Il Pentagono non ha rilasciato ulteriori dettagli, se non che si è trattato di “uno dei maggiori attacchi finora subito dall’esercito statunitense”, e che ha compromesso 24mila file.
A mettere nei guai il Pentagono, come nei casi dei già pubblicizzati attacchi avvenuti nella campagna AntiSec, sono i suoi contractor: è uno di essi che è stato attaccato .
Anche per questo il Pentagono ha scelto di rivedere la sua strategia relativa alla sicurezza informatica a partire da una partnership più stretta con i privati, e dall’idea di “trattare il cyberspazio come un terreno operativo da organizzare, addestrare equipaggiare”: lasciando da parte la minaccia della rappresaglia per concentrarsi sulla difesa, e limitare le fughe e i danni in modo da disincentivare futuri attacchi.
La nuova strategia si snoderà attorno al programma pilota “Data Industrial Base” che prevede lo scambio di informazioni tra il governo, i contractor privati e gli ISP in modo da garantire ai responsabili tutte le informazioni necessarie a difendere le proprie reti .
Tutto questo, naturalmente, si lega con la recente teoria della risposta militare per le minacce informatiche , con le crescenti minacce subite pare ormai quotidianamente dal Pentagono e con il già partito programma pilota “Defense Industrial Base Cyber Pilot”: l’intenzione sembra quella di individuare preventivamente le minacce annidate nella Rete, conoscerle in modo da approntare tempestivamente risposte adeguate e, in casi estremi, prendere in considerazioni la risposta reale. Tuttavia sarà la pratica, più che la dottrina, a verificare realisticamente come questi passaggi si svolgeranno.

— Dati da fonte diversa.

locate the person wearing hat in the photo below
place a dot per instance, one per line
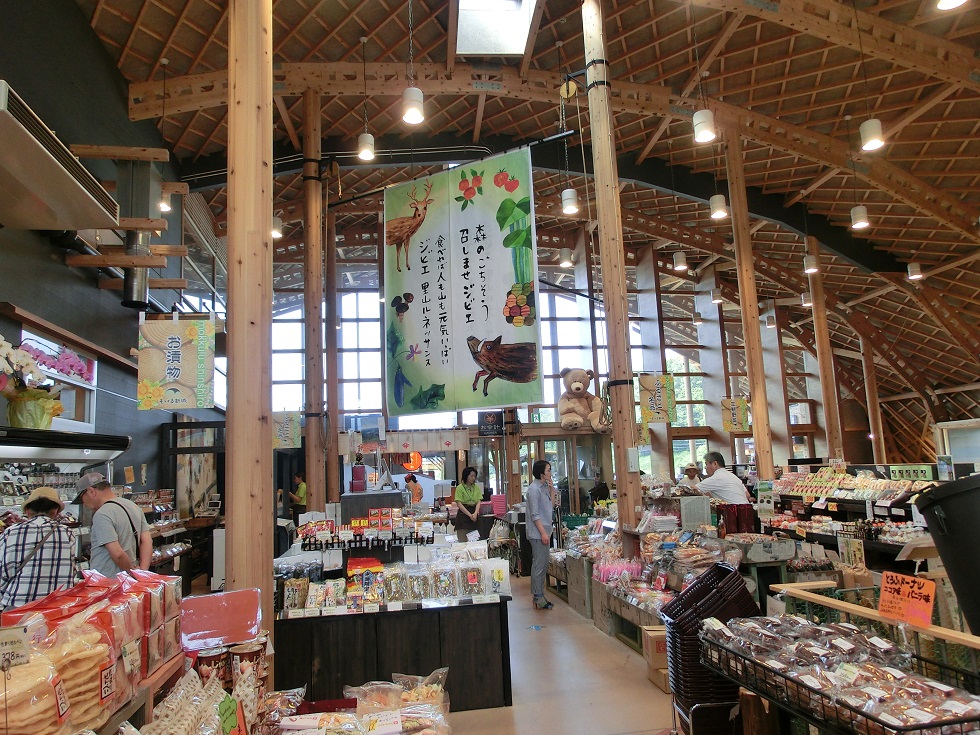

Nel frattempo, per distinguere nell’intricato mondo della Rete tra nemici ed amici, cambiano le relazioni con la Russia: Washington e Mosca hanno stretto un accordo di collaborazione relativamente alla sicurezza informatica, con l’obiettivo di evitare pericolosi fraintendimenti in caso di attacco. Hanno dunque stabilito canali di comunicazioni particolari su questo fronte, un po’ come il telefono rosso della guerra fredda correlato con una serie di incontri, collaborazioni e scambi di informazioni.